In the 1970s, Finnish mathematician Seppo Linnainmaa was working on numerical stability. He wanted a way to get exact derivatives from a computer program by following the logic of the code itself. His solution was to record every step a computer took when calculating a function, then replay those steps in reverse to figure out how each input affected the output.
Bryson, Ho, and Linnainmaa became a mainstay of a new generation of machine learning researchers in the 1980s, with the trio appearing in what felt like every other paper during the height of the neural network revival.
As Yann LeCun put it in a paper edited by Geoffrey Hinton in 1988:
From a historical point of view, back-propagation had been used in the field of optimal control long before its application to connectionist systems.
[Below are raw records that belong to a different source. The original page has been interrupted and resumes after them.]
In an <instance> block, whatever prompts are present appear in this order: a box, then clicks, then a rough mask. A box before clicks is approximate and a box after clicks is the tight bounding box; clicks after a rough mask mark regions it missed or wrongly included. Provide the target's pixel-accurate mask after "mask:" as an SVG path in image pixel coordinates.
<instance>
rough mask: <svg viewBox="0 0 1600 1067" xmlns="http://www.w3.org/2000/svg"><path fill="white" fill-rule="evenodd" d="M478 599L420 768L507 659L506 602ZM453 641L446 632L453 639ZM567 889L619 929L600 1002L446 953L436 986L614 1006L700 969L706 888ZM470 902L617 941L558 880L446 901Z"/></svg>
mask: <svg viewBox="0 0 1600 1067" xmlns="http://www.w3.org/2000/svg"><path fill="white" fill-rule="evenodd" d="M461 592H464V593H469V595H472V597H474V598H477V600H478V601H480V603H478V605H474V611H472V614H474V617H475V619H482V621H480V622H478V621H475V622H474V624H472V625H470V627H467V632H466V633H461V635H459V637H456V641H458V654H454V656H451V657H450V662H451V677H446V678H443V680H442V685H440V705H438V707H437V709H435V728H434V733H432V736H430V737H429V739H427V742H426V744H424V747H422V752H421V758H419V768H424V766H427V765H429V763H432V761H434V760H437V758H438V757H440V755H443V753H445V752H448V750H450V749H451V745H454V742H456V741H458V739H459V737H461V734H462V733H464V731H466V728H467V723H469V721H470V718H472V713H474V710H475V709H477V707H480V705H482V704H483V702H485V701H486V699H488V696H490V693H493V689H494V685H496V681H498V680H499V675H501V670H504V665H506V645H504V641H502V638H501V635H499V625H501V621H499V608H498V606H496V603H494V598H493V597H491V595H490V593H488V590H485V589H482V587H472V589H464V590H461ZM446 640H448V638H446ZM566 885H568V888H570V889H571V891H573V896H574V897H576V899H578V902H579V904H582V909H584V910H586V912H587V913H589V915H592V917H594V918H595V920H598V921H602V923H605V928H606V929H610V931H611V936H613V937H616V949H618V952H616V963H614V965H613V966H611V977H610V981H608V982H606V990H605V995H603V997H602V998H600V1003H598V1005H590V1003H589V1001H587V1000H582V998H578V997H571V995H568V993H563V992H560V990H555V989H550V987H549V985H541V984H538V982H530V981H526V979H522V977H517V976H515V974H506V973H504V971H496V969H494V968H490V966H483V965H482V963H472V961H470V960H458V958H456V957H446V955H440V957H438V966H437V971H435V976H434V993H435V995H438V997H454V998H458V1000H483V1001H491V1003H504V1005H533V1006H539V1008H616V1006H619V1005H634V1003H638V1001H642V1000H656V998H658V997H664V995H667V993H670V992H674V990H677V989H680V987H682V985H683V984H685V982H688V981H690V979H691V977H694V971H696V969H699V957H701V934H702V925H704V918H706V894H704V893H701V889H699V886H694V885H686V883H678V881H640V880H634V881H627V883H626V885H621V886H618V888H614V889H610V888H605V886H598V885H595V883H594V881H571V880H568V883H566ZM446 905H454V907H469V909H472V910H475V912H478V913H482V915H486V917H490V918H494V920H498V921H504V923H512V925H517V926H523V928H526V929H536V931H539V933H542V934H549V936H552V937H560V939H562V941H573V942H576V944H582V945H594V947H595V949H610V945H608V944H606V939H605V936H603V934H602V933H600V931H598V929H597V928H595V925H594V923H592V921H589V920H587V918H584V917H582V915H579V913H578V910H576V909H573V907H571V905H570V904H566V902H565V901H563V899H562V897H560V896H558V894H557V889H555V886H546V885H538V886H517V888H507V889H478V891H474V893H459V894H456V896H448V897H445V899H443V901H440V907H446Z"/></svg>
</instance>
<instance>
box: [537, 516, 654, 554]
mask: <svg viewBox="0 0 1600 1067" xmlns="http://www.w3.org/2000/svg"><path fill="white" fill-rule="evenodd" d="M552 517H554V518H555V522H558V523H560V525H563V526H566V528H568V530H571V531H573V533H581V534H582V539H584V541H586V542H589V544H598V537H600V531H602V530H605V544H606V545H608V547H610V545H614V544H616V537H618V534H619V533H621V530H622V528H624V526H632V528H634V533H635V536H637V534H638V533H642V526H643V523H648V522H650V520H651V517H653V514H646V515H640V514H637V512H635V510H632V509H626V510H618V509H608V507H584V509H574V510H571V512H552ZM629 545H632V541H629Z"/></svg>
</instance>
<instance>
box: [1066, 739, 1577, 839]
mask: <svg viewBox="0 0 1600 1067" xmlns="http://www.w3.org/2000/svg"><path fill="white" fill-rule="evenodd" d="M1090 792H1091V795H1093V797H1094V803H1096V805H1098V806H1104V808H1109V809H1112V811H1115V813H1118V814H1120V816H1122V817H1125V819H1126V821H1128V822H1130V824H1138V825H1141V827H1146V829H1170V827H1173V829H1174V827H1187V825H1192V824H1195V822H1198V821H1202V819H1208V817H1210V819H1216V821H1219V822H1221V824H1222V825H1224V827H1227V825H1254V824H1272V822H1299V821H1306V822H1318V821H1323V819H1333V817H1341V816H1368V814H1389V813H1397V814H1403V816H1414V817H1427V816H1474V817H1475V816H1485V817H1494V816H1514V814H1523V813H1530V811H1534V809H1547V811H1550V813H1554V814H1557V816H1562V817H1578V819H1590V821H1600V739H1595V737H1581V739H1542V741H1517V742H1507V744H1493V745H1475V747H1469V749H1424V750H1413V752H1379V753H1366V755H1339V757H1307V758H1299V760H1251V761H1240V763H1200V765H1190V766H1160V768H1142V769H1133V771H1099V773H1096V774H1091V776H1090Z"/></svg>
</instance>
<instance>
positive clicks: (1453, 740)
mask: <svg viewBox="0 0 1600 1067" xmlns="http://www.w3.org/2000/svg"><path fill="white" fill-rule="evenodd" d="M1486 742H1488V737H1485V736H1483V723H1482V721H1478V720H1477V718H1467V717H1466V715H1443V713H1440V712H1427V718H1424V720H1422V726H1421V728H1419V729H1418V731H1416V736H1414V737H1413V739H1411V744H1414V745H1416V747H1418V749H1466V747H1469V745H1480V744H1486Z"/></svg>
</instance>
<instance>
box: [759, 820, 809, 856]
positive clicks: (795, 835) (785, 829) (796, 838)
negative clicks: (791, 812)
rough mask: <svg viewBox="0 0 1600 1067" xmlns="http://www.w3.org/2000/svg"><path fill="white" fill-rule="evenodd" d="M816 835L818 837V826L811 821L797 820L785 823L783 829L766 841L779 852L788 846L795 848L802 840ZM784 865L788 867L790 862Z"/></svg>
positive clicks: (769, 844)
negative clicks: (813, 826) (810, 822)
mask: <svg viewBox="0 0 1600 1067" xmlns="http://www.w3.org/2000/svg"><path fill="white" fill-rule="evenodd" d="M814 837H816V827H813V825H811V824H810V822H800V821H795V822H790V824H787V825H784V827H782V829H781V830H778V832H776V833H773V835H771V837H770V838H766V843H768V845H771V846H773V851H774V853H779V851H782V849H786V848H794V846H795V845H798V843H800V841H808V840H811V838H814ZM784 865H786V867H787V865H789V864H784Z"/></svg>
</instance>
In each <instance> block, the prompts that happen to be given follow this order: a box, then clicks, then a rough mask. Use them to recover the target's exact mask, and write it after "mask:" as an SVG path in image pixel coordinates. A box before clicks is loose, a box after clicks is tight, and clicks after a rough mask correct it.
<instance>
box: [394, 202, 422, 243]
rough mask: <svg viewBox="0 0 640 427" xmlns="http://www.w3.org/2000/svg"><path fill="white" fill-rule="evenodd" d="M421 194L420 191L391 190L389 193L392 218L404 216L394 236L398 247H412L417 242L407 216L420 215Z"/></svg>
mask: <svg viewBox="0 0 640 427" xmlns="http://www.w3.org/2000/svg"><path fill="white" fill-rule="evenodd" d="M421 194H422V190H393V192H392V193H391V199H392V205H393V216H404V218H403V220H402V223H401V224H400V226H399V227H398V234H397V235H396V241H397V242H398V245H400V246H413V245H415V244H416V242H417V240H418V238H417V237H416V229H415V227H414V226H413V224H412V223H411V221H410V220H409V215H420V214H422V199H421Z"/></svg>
Nevertheless, the interpretation of back-propagation in the context of connectionist systems, as well as most related concepts are recent, and the historical and scientific importance of [Rumelhart et al., 1986] should not be overlooked. The concepts are new, if not the algorithm.
The story of backpropagation reminds us that scientific practice is often less about bolt-from-the-blue genius than about clever recycling. If we’re careful, we can trace the idea from Dantzig’s wartime military modelling, Bellman’s dynamic-programming rockets, Bryson & Ho’s calculus, Linnainmaa’s derivatives program, Werbos’ graduate-school thesis, and finally Rumelhart and Hinton’s psychological wrapping.
What modern AI calls a theory of learning is something like a travelling mathematical trick, one that has migrated across radar rooms, missile labs, and psychology departments. With each life it accumulates new metaphors and new meanings, but the basic idea is still the same.
The idea of backwards chaining to figure out what is being "misunderstood" is also an educational concept called "scaffolding" that allows a teacher to figure out what is not understood to correct it.